Впрочем, с одним исключением – когда мать Мари-Лор, очаровательнейшая Фанни Кроули (которая незадолго до этого овдовела и искренне оплакивала своего супруга), также отправилась навестить зятя, хотя, вообще-то, никогда его особо не жаловала. Ковбойские замашки и прочный оптимизм Людовика раздражали многих, очень многих мало-мальски чувствительных женщин, притом что он нравился многим, очень многим другим женщинам – что называется, «с огоньком». Итак, Фанни навестила того, кого прозвала «ковбоем»: он полулежал в кресле, с привязанными к нему руками и ногами, ужасно исхудавший, но при этом ужасно помолодевший, и выглядел таким беспомощным, таким уязвимым и абсолютно неспособным отказаться от всех психотропных препаратов, которые ему кололи в вену с утра до ночи, что Фанни Кроули не выдержала и заплакала. Она плакала так горько, что даже заинтриговала Анри Крессона и побудила его согласиться на серьезный приватный разговор с ней.
К счастью, именно тогда Анри Крессон случайно побеседовал с директором клиники – вероятно, самой дорогой во Франции и наверняка самой бесполезной. Этот высокопоставленный эскулап безапелляционно объявил Анри, что его сын никогда, никогда не поправится. Однако эта уверенность вызвала сомнения и ярость Анри Крессона, настолько же гениального в деловой сфере, насколько некомпетентного в сфере чувств (коих он не испытывал или, вернее, испытывал лишь в отношении своей первой жены, матери Людовика, умершей в родах). И вдруг он с испугом увидел, как эта красивая, элегантная моложавая дама, до сих пор не утешившаяся, как он знал, после смерти мужа, плачет над зятем, которого она не любила; ее слезы убедили его, что пора покончить с этой пыткой. Он вернулся к директору клиники и обошелся с ним так круто, что этот господин передумал – даже при своих сумасшедших ценах на лечение – удерживать у себя пациента, чья семья отнеслась к нему с таким презрением.

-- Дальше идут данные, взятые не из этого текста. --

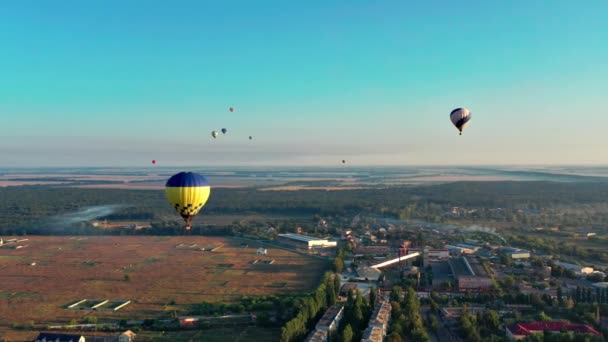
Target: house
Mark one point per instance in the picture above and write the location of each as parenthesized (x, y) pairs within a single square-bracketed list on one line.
[(54, 337), (519, 331), (577, 269), (127, 336), (346, 288), (317, 336), (378, 323), (261, 251), (331, 319)]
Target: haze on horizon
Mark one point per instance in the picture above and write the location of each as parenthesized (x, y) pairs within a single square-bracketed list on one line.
[(110, 83)]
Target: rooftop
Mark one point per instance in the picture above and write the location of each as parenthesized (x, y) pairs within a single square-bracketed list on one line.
[(317, 336), (299, 237), (381, 314), (329, 316), (458, 267), (373, 333), (532, 327)]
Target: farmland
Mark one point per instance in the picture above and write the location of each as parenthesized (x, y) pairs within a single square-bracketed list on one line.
[(40, 281)]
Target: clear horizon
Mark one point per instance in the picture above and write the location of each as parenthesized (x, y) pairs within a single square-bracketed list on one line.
[(114, 84)]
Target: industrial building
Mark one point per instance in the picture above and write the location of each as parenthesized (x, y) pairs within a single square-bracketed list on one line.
[(305, 242), (577, 269), (470, 275), (515, 253), (519, 331)]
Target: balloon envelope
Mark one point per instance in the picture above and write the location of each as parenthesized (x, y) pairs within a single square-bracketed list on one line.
[(187, 192), (460, 117)]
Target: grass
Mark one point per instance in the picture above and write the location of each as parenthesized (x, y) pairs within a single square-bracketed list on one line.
[(7, 295), (242, 334), (158, 274)]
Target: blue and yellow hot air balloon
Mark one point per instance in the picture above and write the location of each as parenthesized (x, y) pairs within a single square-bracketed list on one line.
[(187, 192)]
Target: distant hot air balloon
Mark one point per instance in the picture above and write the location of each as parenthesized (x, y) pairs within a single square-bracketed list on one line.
[(187, 192), (460, 118)]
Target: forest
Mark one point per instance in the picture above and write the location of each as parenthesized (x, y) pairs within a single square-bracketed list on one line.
[(30, 209)]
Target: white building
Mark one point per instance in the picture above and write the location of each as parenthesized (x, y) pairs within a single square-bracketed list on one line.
[(516, 253), (331, 319), (304, 241), (127, 336), (261, 251), (53, 337), (577, 269)]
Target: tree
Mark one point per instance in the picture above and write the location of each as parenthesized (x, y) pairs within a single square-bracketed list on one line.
[(394, 337), (338, 264), (491, 320), (347, 334), (372, 297)]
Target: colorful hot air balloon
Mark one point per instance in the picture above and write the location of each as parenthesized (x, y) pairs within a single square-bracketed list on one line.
[(460, 118), (187, 192)]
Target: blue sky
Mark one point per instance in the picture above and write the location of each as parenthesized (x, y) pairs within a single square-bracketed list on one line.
[(117, 83)]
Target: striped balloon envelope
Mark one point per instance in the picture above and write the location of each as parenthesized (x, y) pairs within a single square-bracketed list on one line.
[(187, 192), (460, 118)]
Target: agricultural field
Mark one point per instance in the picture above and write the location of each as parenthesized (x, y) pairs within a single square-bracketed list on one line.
[(39, 282)]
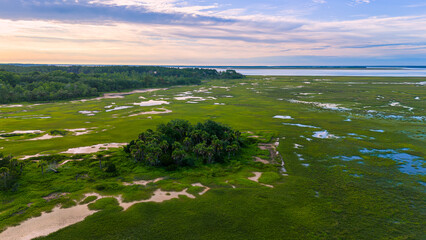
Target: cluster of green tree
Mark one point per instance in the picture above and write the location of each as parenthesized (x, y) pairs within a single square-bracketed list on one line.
[(48, 83), (179, 143), (10, 170)]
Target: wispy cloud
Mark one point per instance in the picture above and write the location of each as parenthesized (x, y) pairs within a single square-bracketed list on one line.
[(178, 32)]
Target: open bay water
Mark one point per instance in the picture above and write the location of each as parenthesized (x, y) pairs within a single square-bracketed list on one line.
[(367, 72)]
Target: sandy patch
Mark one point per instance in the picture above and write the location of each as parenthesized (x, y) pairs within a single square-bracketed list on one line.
[(256, 177), (151, 103), (13, 105), (329, 106), (298, 146), (282, 117), (201, 185), (324, 135), (80, 131), (274, 153), (258, 159), (94, 148), (47, 223), (45, 137), (299, 125), (158, 196), (398, 104), (69, 160), (118, 108), (143, 182), (377, 130), (53, 196), (31, 156), (60, 218), (25, 132), (254, 136), (163, 111), (88, 113)]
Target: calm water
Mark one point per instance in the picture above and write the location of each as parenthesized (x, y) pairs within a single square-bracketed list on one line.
[(335, 72)]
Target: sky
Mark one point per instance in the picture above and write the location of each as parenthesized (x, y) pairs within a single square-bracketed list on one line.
[(208, 32)]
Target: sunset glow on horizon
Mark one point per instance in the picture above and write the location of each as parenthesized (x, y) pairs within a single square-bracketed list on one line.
[(173, 32)]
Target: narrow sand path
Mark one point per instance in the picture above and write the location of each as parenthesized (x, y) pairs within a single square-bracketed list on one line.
[(47, 223)]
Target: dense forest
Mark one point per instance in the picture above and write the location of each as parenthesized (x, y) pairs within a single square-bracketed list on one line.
[(48, 83), (179, 143)]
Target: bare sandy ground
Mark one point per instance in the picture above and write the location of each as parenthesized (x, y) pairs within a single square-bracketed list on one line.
[(59, 218), (47, 223), (94, 148), (201, 185), (143, 182), (258, 159), (45, 137), (163, 111)]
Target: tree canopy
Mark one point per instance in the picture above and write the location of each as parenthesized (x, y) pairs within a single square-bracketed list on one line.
[(48, 83), (182, 144)]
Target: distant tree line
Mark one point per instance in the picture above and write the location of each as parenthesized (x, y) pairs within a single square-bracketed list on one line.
[(181, 144), (48, 83)]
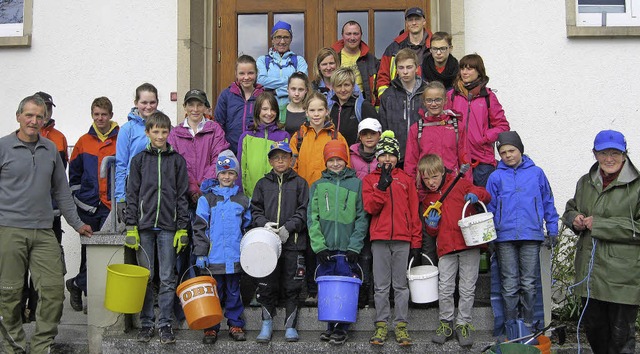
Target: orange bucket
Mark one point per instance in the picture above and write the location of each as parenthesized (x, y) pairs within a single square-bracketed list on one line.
[(200, 302)]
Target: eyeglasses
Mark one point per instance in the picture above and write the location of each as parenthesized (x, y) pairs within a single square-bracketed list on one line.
[(439, 49)]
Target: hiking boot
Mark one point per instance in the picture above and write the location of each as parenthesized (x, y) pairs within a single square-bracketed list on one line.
[(145, 334), (75, 295), (166, 335), (463, 333), (443, 333), (210, 336), (237, 334), (380, 335)]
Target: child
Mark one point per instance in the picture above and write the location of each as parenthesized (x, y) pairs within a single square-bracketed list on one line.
[(521, 199), (390, 196), (221, 216), (254, 144), (157, 217), (455, 257), (280, 202), (337, 223)]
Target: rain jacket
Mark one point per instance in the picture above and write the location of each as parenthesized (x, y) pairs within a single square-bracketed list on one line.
[(221, 216), (521, 202), (336, 218), (615, 275)]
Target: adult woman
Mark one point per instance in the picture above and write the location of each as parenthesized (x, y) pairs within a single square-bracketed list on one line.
[(605, 214), (482, 115), (234, 109)]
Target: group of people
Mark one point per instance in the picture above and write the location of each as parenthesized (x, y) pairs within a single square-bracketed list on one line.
[(342, 169)]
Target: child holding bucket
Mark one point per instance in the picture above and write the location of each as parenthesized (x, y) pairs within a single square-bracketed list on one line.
[(390, 196), (456, 259), (221, 216), (280, 202), (521, 199), (157, 218), (337, 225)]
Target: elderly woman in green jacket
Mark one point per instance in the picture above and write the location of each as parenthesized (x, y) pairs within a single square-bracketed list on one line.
[(605, 213)]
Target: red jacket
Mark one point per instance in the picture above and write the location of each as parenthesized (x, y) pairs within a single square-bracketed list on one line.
[(394, 212), (448, 234)]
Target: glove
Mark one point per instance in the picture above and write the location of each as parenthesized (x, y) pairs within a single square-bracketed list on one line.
[(385, 177), (352, 257), (120, 210), (180, 240), (202, 262), (283, 234), (471, 198), (433, 219), (132, 240), (323, 256)]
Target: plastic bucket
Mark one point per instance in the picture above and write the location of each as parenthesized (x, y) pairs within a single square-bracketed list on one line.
[(259, 252), (477, 229), (423, 282), (338, 298), (200, 302)]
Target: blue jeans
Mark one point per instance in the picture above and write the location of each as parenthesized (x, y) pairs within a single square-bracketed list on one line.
[(519, 264), (161, 241)]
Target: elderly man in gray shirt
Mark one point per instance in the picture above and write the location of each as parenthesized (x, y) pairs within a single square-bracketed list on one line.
[(31, 173)]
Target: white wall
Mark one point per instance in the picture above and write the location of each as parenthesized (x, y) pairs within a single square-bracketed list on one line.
[(556, 92), (85, 49)]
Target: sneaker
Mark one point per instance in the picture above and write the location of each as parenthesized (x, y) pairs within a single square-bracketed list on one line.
[(380, 335), (210, 336), (463, 333), (443, 333), (145, 334), (402, 334), (75, 295), (338, 337), (166, 334), (237, 334)]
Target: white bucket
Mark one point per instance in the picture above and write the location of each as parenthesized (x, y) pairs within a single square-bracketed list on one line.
[(423, 282), (259, 252), (477, 229)]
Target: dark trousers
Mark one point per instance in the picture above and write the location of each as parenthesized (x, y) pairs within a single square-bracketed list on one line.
[(610, 326)]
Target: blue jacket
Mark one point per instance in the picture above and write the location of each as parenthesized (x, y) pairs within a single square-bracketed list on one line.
[(221, 216), (131, 140), (521, 202)]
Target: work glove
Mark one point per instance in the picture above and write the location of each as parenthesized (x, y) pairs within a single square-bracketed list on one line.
[(202, 262), (120, 210), (385, 177), (471, 198), (283, 234), (352, 257), (323, 256), (180, 240), (433, 219), (132, 240)]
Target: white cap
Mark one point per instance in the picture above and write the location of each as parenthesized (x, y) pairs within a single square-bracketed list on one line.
[(370, 124)]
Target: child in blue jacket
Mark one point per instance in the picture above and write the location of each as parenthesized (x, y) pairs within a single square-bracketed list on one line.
[(522, 204), (221, 216)]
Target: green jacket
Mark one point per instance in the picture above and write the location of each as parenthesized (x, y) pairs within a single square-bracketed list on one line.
[(615, 276), (335, 218)]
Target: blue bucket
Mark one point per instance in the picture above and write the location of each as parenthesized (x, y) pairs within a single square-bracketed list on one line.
[(338, 298)]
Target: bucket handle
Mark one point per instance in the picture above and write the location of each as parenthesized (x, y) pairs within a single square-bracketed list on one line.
[(315, 273), (464, 209)]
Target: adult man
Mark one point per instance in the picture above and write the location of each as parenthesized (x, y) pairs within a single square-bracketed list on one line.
[(354, 53), (31, 173), (275, 68), (415, 36), (90, 192)]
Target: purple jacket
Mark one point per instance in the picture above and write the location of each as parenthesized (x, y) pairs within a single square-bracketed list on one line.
[(358, 163), (232, 109), (200, 151)]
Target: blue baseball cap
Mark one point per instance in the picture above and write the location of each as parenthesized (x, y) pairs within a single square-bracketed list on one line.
[(610, 139)]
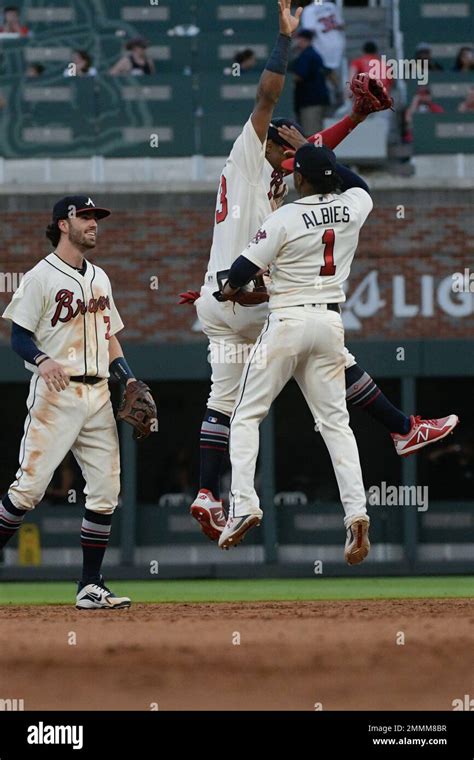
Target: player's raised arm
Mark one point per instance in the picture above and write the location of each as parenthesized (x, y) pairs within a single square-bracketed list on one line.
[(369, 96), (272, 80)]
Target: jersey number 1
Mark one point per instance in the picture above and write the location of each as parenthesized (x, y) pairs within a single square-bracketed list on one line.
[(328, 267), (221, 213)]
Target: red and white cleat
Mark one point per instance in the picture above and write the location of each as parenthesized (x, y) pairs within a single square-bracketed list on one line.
[(422, 433), (209, 513)]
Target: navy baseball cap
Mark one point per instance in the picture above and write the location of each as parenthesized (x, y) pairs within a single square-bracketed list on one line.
[(273, 130), (313, 163), (72, 205)]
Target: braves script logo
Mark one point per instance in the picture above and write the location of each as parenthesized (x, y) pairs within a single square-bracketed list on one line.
[(261, 235), (65, 310)]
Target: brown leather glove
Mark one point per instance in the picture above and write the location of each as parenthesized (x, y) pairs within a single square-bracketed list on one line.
[(138, 409), (369, 95), (254, 297)]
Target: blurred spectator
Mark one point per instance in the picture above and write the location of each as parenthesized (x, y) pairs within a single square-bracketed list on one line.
[(468, 105), (423, 53), (325, 20), (370, 62), (464, 60), (34, 70), (82, 65), (422, 102), (311, 95), (135, 62), (12, 23), (246, 59)]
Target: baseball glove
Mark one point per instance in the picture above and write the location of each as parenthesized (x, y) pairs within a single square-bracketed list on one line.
[(138, 409), (254, 297), (369, 95)]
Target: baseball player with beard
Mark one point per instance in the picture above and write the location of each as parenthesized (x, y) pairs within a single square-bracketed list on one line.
[(64, 326), (251, 187)]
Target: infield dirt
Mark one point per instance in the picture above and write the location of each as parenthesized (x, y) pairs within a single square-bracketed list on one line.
[(291, 656)]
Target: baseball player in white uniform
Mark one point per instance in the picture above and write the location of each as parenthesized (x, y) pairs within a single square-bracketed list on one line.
[(64, 323), (310, 245), (251, 186)]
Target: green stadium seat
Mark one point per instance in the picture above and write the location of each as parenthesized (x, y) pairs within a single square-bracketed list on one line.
[(448, 89), (170, 54), (12, 56), (250, 15), (216, 51), (55, 119), (222, 122), (148, 18), (437, 23), (132, 110), (443, 133)]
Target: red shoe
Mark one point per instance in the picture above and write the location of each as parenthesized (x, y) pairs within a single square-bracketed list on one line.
[(209, 513), (422, 433)]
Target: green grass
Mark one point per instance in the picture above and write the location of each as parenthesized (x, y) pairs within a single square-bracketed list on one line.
[(284, 589)]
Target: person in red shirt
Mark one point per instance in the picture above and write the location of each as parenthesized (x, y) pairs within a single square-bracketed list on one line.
[(422, 102), (12, 23), (371, 63)]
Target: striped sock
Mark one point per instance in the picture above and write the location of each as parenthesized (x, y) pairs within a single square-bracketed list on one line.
[(10, 520), (214, 446), (363, 392), (95, 534)]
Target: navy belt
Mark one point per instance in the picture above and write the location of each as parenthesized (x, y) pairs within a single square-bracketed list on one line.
[(86, 379), (329, 306)]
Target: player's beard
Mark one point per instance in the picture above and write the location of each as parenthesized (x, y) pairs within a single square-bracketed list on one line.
[(80, 239)]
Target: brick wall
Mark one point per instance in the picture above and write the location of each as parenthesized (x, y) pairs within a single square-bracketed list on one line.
[(400, 284)]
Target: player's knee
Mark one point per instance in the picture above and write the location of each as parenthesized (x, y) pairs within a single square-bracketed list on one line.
[(225, 404), (25, 499), (104, 499)]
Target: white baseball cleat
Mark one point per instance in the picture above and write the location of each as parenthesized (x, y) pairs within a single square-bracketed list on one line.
[(209, 513), (422, 433), (237, 527), (357, 541), (95, 596)]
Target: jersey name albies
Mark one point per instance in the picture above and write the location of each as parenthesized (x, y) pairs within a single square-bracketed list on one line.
[(310, 245)]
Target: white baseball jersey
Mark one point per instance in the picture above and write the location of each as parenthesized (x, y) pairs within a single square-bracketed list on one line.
[(310, 244), (249, 190), (71, 316), (324, 18)]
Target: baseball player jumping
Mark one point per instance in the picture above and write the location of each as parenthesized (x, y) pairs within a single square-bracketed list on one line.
[(310, 245), (64, 323), (251, 187)]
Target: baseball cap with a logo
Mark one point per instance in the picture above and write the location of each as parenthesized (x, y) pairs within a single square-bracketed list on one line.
[(72, 205), (313, 163)]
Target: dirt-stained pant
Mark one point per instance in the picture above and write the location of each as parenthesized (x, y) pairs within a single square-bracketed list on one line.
[(307, 343), (232, 331), (78, 419)]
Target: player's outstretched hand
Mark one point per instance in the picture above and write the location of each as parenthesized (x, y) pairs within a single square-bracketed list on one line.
[(53, 375), (292, 136), (288, 23)]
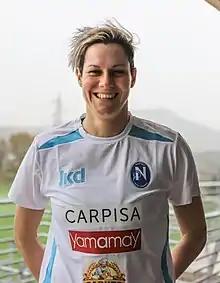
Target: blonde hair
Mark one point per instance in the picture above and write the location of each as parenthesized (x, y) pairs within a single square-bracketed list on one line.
[(107, 32)]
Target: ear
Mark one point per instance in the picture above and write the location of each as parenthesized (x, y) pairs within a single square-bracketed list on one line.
[(133, 78), (79, 76)]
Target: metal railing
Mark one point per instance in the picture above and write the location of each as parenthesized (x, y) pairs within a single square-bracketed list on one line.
[(205, 269)]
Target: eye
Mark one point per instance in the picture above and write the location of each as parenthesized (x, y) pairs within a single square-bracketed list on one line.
[(118, 73), (94, 72)]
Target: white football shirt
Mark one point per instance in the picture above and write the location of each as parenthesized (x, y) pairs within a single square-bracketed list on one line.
[(109, 199)]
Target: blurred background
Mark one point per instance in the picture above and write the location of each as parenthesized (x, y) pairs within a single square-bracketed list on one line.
[(178, 85)]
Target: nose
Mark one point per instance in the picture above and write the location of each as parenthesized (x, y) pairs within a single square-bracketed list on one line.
[(106, 80)]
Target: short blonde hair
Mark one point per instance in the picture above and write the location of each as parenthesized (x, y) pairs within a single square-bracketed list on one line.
[(108, 32)]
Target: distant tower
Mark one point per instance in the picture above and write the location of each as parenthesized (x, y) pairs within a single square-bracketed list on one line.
[(58, 111)]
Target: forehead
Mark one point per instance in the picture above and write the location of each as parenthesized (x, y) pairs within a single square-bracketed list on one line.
[(105, 55)]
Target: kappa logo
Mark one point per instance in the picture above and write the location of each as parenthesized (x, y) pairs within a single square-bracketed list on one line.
[(72, 177), (105, 271), (140, 174)]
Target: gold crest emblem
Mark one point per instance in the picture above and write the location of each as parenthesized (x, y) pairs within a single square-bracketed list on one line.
[(103, 271)]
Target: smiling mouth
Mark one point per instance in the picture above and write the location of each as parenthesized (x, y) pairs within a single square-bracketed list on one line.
[(105, 95)]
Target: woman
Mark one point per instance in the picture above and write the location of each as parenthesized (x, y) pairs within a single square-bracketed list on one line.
[(109, 177)]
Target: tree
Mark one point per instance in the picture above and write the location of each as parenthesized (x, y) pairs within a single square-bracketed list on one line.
[(3, 153)]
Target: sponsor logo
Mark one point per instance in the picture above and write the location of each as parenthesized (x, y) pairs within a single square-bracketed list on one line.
[(103, 215), (103, 271), (73, 177), (140, 174), (105, 242)]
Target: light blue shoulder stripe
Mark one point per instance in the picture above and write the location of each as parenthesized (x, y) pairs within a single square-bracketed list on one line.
[(145, 135), (73, 136), (164, 265), (49, 270)]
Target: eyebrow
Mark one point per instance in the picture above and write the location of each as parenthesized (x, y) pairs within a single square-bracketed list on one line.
[(117, 65)]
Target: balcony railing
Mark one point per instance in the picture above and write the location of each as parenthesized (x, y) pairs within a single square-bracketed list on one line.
[(205, 269)]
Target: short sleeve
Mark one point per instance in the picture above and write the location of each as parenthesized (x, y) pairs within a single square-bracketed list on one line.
[(185, 184), (26, 189)]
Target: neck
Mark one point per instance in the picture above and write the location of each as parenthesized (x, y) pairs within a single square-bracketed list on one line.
[(105, 128)]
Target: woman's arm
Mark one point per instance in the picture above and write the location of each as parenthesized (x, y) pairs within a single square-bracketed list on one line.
[(191, 220), (25, 232)]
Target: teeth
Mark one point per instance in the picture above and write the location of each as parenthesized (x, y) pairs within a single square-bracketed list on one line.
[(105, 96)]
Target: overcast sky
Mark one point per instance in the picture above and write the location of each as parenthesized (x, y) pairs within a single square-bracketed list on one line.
[(178, 58)]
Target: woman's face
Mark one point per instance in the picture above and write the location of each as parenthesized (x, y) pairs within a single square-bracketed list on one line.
[(106, 80)]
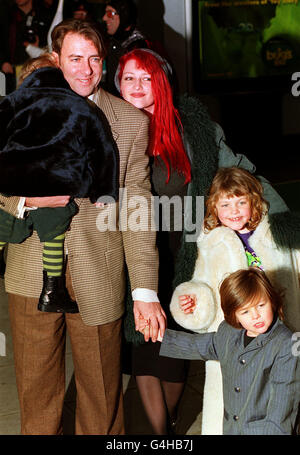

Месяц спустя Людовик вернулся в Крессонаду, где повел себя совершенно нормально после того, как выбросил все пузырьки с лекарствами, один за другим, в мусорную корзину. Он выглядел приветливым, чуточку отстраненным, чуточку беспокойным – и много бегал. Именно так: он проводил большую часть дня, бегая в огромном парке, точно ребенок, которому вернули подвижность, иными словами – пытаясь хоть как-то вновь приобщиться к миру взрослых. Разумеется, не было и речи – впрочем, такой вопрос никогда не вставал и ранее – о том, чтобы он начал работать на заводе, принадлежавшем отцу, чьего богатства с лихвой хватило бы на всех, даже если бы Людовик не подыскал себе какое-нибудь скромное занятие, чтобы зарабатывать на жизнь в любом месте Европы (вариант, который Мари-Лор на самом деле давно мечтала осуществить – с мужем или без него).
Его возвращение стало для нее подлинной катастрофой. Она очаровательно выглядела в роли вдовы, но оказаться «женой дебила» – как она это охотно называла в беседах с близкими друзьями (теми, кто вел весьма свободную светскую жизнь) – совсем другое дело. И Мари-Лор начала ненавидеть этого молодого человека, которого доселе кое-как терпела и даже питала к нему что-то похожее на любовь.
Тем не менее душевные порывы, любовь и страсть Людовика очень скоро начали ее раздражать. Ибо Людовик страстно любил женщин и романтически любил любовь – быть может, единственное искусство, которое практиковал с подлинным мастерством и вниманием к предмету своих чувств. Пылкий и ласковый, он был поистине очарователен, и все парижские жрицы любви (весьма многочисленные), знавшие его прежде, до сих пор нежно любили его.
* * *
Итак, Людовик быстро восстанавливался под наблюдением единственного врача – деревенского доктора, практиковавшего во владениях Анри Крессона. Этот врач, даром что не светило, сразу же после несчастного случая заявил, что его пациент, пусть и переломанный, израненный и беспомощный, тем не менее никакой не сумасшедший. И верно: никто не мог уловить в его поведении ни малейших признаков нервозности, функционального или психологического расстройства. Он просто не проявлял никакого внимания или интереса к будущему и, казалось, чего-то ждал – с некоторым страхом. Но чего именно? Или кого? Увы, никто из окружающих не задавался этим вопросом всерьез, ибо никто в этом доме не проявлял заботы ни о ком, кроме самого себя.